If childhood does have the musty smell of old books or a sniff of an old perfume bottle can take you back to your mom’s dressing table,then yes,food does that too,it can remind you of certain books. We do tuck into many a meal in front of the TV,but I don’t have any shows that I remember with food,maybe only Giant Robot or Fraggle Rock watched with a mug of Bournvita,yes only those TV shows were really worth attaching a taste to. TV today is nice but not thrilling. Not enough for slow savouring,only a book fits in there.Like in “Babette’s Feast” by Isak Dinesen where “a Caille en sarcophage avec sauce perigourdine (quail in puff pastry shell with foie gras and truffle sauce),salad made with Belgian endive and walnuts in a vinaigrette, Blini demidoff au caviar (buckwheat cakes with caviar and sour cream) and a dessert of “Savarin au Rhum avec des Figues et Fruit Glacée” (rum sponge cake with figs and glacéed fruits)” is served up. Or try “Fried Green Tomatoes at the Whistle Stop Cafe” the book by Fannie Flagg,where “You can get eggs,grits,biscuits,bacon,sausage,ham and red-eye gravy,and coffee… For lunch and supper you can have: fried chicken; pork chops and gravy; catfish; chicken and dumplings; or a barbecue plate; and your choice of three vegetables,biscuits or cornbread,and your drink….the vegetables are: creamed corn; fried green, tomatoes; fried okra; collard or turnip greens; black-eyed peas; candied yams; butter beans or lima beans. And pie for dessert.”

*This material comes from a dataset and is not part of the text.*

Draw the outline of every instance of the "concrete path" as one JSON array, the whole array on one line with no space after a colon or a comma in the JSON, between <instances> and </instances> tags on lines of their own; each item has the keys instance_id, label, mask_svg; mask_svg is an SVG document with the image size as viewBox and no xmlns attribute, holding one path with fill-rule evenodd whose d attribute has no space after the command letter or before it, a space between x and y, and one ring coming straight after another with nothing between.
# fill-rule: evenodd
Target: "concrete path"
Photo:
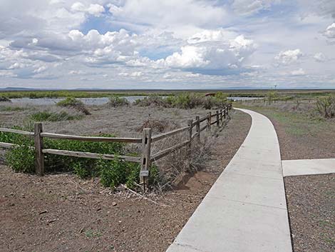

And if you still dont feel like munching on something while reading these,test yourself,fittingly in time for Christmas. An excerpt from Truman Capote’s “A Christmas Memory.” We eat our supper (cold biscuits,bacon,blackberry jam) and discuss tomorrow. Tomorrow the kind of work I like best begins: buying. Cherries and citron,ginger and vanilla and canned Hawaiian pineapple,rinds and raisins and walnuts and whiskey and oh,so much flour,butter,so many eggs,spices,flavorings: why,well need a pony to pull the buggy home….” The black stove,stoked with coal and firewood,glows like a lighted pumpkin. Eggbeaters whirl,spoons spin round in bowls of buttter and sugar,vanilla sweetens the air,ginger spices it; melting,nose-tingling odors saturate the kitchen,suffuse the house,drift out to the world on puffs of chimney smoke. In four days our work is done. Thiry-one cakes,dampened with whiskey,bask on window sills and shelves.” Bite that.